WHAT TO WATCH FOR: The results, due out after the stock market closes Monday, are expected to mark Apple's third consecutive quarter of declining earnings from the previous year. The slump followed a decade-long streak of rising profits that began shortly after Apple Inc. introduced the iPod in 2001. The company then broke even more new ground with the subsequent releases of the iPhone in 2007 and iPad in 2010.

Apple hasn't forged any new frontiers since then, while rivals such as Google Inc., Samsung Electronics, Inc. and Microsoft Corp. have come up with their own smartphones and tablet computers to siphon sales away from the iPhone and iPad. Many of the alternatives offer the same features as Apple's gadgets and sell at less expensive prices.

Those factors have undercut the popularity of both the iPhone and iPad, depressing Apple's earnings and stock price. Apple's shares have recently been hovering between $520 and $530, roughly 25 percent below their peak of $705.07 reached 13 months ago. Over the same stretch, the Standard & Poor's 500 index has climbed by about 20 percent.

Apple's downturn has piqued the interest of activist investor Carl Icahn, who has acquired a 0.5 percent stake in the Cupertino, Calif., company and is now pressing CEO Tim Cook to spend more money buying back Apple's stock. Apple's board has already budgeted $60 billion for buying back stock, but Icahn wants to up the ante to $150 billion. In a recent interview with financial news channel CNBC, Icahn said Cook has assured him that they will discuss the idea after Apple reports its earnings for the three-months ending in late September.

The performance of the iPhone and iPad, as usual, will be the most scrutinized part of Apple's report. IPhone sales got a boost with the Sept. 21 release of the two latest models in the line. For the first time, Apple simultaneously introduced a high-end version called the 5S and a slightly cheaper model called the 5C. Apple has already said it sold at least 9 million of the new iPhones in the latest quarter, even though the 5C is widely believed to have gotten a lukewarm reception.

Apple will have had to sell at least 27 million iPhones in the fiscal fourth quarter to surpass the volume shipped last year. If recent trends continued, the average price for the iPhones sold in the latest quarter would be lower than last year. That's not just because of the introduction of the 5C; more people have been buying older iPhones that Apple sells at a discount, too.

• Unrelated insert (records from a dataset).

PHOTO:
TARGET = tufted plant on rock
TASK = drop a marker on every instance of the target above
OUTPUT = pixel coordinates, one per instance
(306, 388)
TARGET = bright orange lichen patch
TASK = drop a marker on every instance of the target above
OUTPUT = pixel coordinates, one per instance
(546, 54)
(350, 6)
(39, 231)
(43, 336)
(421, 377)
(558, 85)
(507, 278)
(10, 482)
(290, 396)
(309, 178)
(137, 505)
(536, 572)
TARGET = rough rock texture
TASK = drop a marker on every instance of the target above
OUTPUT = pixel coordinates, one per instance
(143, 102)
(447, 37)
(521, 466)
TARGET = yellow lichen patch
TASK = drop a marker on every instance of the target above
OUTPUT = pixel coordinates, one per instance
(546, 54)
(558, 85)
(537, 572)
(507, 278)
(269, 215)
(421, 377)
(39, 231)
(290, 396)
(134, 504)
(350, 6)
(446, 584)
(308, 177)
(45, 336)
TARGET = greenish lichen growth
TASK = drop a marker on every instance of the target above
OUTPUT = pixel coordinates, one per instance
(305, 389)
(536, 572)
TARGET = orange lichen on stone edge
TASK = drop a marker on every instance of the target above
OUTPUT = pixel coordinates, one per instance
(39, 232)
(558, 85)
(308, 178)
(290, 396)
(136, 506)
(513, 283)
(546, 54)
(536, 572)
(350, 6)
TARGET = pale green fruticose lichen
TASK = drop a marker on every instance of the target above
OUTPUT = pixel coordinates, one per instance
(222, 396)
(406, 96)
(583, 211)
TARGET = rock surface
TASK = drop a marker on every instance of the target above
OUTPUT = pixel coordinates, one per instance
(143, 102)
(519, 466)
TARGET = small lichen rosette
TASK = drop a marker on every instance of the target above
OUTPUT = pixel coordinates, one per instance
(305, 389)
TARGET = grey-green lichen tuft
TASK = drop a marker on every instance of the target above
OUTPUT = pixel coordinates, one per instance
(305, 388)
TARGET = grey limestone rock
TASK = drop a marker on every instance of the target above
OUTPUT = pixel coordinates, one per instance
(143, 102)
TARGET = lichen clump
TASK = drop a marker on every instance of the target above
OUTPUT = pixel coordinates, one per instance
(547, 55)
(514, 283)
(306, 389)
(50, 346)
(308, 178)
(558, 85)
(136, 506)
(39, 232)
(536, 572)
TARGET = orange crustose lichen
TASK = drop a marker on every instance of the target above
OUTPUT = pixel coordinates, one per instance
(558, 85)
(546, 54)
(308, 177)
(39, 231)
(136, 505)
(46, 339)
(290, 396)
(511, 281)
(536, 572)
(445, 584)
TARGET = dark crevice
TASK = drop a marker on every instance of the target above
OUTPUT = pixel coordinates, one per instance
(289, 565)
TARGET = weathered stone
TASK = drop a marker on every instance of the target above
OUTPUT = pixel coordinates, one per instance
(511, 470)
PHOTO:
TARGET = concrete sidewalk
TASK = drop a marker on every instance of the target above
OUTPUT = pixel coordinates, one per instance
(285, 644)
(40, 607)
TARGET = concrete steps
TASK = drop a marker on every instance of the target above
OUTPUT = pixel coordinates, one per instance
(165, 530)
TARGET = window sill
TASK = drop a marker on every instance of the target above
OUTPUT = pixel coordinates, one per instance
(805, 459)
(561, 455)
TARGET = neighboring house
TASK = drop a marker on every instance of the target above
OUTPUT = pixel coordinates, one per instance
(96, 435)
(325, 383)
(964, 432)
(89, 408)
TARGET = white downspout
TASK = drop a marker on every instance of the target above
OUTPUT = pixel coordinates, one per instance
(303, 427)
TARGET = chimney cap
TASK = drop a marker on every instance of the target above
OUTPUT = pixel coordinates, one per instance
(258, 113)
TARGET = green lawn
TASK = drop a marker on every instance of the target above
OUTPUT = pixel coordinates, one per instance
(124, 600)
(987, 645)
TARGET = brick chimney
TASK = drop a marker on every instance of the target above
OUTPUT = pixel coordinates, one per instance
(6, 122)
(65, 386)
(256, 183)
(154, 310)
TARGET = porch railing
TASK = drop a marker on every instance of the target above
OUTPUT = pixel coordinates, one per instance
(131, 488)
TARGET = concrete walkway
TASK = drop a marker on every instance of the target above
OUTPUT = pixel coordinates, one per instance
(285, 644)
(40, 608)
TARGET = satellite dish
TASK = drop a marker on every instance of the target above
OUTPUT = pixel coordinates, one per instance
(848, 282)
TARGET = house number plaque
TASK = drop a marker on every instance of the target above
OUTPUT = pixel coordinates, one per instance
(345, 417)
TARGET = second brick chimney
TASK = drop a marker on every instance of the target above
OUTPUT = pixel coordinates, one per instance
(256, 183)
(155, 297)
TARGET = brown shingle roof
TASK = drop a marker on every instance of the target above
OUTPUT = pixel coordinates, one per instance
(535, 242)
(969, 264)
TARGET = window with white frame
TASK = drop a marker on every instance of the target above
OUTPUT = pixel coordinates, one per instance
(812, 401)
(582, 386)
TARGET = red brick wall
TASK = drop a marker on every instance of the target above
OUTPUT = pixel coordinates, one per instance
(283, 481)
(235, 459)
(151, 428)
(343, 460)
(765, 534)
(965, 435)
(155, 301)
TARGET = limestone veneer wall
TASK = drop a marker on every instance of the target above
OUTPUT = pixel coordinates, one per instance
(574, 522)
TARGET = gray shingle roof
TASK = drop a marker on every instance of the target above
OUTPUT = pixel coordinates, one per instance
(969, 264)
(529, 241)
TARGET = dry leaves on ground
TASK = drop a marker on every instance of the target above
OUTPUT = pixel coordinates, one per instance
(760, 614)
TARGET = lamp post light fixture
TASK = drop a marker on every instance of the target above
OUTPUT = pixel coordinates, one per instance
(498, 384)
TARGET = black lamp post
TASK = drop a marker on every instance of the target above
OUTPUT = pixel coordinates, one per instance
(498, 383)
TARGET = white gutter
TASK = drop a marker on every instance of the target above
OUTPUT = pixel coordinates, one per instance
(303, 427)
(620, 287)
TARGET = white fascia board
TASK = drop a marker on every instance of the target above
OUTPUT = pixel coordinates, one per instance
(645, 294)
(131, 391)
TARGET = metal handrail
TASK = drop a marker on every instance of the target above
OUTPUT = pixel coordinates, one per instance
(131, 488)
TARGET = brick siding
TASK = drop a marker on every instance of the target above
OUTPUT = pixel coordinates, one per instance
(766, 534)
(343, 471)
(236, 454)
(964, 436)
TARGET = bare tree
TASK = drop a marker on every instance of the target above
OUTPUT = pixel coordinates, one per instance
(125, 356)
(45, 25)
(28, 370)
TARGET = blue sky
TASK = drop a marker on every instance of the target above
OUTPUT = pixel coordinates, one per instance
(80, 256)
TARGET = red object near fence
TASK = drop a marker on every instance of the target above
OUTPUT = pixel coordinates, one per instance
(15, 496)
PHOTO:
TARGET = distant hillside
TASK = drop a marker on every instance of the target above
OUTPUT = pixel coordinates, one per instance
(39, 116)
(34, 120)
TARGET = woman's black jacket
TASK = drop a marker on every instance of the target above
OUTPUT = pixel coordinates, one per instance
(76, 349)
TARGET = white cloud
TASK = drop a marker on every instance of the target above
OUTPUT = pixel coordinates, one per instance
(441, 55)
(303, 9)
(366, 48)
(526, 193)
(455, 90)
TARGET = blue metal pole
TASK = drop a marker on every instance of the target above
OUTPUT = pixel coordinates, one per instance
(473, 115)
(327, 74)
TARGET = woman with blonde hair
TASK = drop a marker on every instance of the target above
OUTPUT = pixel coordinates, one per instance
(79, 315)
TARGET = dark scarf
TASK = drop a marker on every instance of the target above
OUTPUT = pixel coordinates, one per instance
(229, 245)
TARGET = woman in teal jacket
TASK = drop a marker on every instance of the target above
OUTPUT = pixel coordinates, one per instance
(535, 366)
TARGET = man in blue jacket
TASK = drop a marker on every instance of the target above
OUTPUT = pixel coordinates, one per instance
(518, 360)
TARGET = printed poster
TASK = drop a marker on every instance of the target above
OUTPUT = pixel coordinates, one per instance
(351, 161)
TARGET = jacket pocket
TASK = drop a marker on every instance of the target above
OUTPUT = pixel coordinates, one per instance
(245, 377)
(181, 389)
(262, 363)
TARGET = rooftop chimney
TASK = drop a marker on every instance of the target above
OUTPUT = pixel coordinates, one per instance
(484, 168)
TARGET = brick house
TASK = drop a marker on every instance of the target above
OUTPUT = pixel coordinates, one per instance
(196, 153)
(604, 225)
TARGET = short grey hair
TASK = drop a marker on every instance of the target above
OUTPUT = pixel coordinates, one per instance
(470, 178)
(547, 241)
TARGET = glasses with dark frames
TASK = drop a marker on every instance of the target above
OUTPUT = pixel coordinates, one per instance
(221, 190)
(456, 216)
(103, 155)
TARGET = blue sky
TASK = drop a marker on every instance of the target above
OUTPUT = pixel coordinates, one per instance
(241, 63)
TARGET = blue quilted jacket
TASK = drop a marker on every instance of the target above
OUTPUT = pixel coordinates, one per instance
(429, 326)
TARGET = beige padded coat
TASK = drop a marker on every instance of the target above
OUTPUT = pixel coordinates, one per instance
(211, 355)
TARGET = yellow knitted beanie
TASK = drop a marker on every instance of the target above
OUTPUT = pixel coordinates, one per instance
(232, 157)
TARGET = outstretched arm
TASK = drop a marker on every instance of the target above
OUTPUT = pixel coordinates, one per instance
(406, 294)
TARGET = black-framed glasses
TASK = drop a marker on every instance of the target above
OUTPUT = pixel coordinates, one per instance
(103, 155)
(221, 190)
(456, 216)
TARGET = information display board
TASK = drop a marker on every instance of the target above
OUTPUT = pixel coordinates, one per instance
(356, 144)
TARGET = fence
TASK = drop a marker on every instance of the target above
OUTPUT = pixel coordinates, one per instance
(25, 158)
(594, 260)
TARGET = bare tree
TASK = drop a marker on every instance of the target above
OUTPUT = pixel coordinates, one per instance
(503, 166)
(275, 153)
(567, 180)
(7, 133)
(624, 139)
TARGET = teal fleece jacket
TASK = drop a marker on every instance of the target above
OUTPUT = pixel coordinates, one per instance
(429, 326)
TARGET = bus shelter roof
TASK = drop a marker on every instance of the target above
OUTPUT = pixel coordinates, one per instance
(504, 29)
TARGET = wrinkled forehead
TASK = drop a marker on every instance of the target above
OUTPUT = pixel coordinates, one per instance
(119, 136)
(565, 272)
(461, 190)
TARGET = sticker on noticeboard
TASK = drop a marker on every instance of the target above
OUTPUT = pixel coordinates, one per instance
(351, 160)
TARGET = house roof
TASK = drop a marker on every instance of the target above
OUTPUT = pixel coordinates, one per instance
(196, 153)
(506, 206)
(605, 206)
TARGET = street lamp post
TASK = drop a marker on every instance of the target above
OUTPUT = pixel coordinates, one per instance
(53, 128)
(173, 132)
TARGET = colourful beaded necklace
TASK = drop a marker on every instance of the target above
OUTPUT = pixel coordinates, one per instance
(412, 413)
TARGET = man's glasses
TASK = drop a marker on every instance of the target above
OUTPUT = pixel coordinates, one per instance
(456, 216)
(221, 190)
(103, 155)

Some of the same problems have been plaguing the iPad. Apple saw its iPad sales decline from the previous year for the first time in the quarter ending in June. To avoid that from happening again in the latest quarter, Apple will have had to have sold at least 14 million iPads. A comment made earlier this week by Cook indicated that Apple had sold fewer than 15 million iPads in the quarter, but the precise amount won't be known until Monday's report.

Apple is hoping to spur more sales of its tablet line with a lighter and thinner model called the iPad Air that goes on sale Nov. 1. Later next month, the company will start selling a new and more expensive version of its iPad Mini that features a higher-definition display screen.

WHY IT MATTERS: Even with a drop in its stock price, Apple is the world's most valuable public company, with a market capitalization of more than $480 billion. Its products also continue to shape technological and cultural trends.

WHAT'S EXPECTED: Analysts, on average, expect earnings of $7.91 per share on revenue of $36.8 billion, according to FactSet.

LAST YEAR'S QUARTER: In the same period a year ago, Apple earned $8.2 billion, or $8.67 per share, on $36 billion in revenue.